Le Lac des Ciments à Beaumont-sur-Oise

 

 

Le Lac des ciments à Beaumont sur Oise est menacé de comblement par ses propriétaires, alors qu’il abrite des écosystèmes et une faune  importante.

 

Depuis 1968, en effet, le Lac des Ciments, n’est plus exploité par le cimentier Calcia et a été laissé à l’abandon De nombreux jeunes s’y donnaient rendez-vous, car les baignades y étaient très prisées, malgré quelques accidents.

 

Ce Lac de 13 ha, sur un site de 26 ha, aurait pu être classé, mais les propriétaires la Société Valoise, le Préfet du Val d’Oise Paul-Henri Trollé, et le Ministre de l’environnement Jean-Louis Borloo, s’y opposent, contre l’avis des élus Verts de la région.

 

Mais un jugement a été rendu, après de nombreuses controverses, en faveur des Associations de Défense de l’environnement, afin que le Lac des Ciments  ne devienne pas une décharge publique.  

 

Selon Etienne Bohler, le Secrétaire Général des Amis de la Terre du Val d’Ysieux :

 

«  Ce lac est le plus profond d’Ile de France et le plus riche site écologique du Val d’Oise  et plus de 700 espèces de faune et de flore y ont été répertoriées».

 

 

Résumé des faits :

 

 

                                                                     Historique

 

 

1913                    Premier coup de pioche, 5 millions de m3 de craie seront extraits pour la fabrication du ciment

1968                           Fin de l’exploitation de la Carrière de 27 hectares, totalement abandonnée, la nature reprend ses droits durant 40 ans autour d’un lac de 13 hectares d’une limpidité exceptionnelle.

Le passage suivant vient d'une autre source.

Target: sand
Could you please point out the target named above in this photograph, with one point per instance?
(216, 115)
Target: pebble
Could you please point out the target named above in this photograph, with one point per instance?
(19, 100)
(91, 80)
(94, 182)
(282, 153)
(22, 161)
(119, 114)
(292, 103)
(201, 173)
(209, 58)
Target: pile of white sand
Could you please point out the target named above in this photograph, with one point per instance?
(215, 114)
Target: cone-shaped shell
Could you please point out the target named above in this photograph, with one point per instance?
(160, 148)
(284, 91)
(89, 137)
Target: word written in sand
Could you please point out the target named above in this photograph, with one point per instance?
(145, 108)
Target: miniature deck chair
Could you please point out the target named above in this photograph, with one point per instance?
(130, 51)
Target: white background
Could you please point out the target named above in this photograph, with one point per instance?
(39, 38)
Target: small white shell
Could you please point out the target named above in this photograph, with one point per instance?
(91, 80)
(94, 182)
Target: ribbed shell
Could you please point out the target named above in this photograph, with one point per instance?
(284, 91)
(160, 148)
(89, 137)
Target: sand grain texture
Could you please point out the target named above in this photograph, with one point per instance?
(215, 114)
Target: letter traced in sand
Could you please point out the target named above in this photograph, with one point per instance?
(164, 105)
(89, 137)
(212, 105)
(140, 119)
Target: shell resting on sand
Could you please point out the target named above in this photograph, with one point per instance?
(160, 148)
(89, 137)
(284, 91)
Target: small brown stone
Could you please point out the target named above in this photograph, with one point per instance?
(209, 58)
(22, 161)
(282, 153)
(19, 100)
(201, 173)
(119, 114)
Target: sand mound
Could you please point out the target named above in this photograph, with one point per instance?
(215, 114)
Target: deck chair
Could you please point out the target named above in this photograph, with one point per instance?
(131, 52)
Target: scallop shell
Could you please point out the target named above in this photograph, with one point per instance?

1968-2002                 Plusieurs projets de comblement avorteront.

Novembre 2006      Nouvelle enquête publique pour la mise en décharge du lac de Beaumont-sur-Oise par CALCIA.

Février 2007             Le "Comité d’Aménagement du Lac des Ciments" (CALC) est créé en vue de sauver le site.        

7 Juillet 2007            Les Amis de la Terre du Val d’Ysieux débutent un inventaire et préparent des recours en annulation.

12 juillet 2007          Après l’avis favorable de la commission préfectorale, Beaumont retombe dans la torpeur et le silence.

7 Mai 2008              Avec l’assentiment des élus locaux et des représentants des autorités de tutelle, le Préfet Paul-Henri TROLLÉ autorise le remblaiement total par la mise en décharge du site. Les recours sont déposés.*

juin 2008                   L’Association "Les Amis du Lac" est alors créée. Objectif : informer et proposer un projet alternatif.

Juillet 2008               Les Amis de la Terre déposent les recours et Les Amis du Lac organisent l’information.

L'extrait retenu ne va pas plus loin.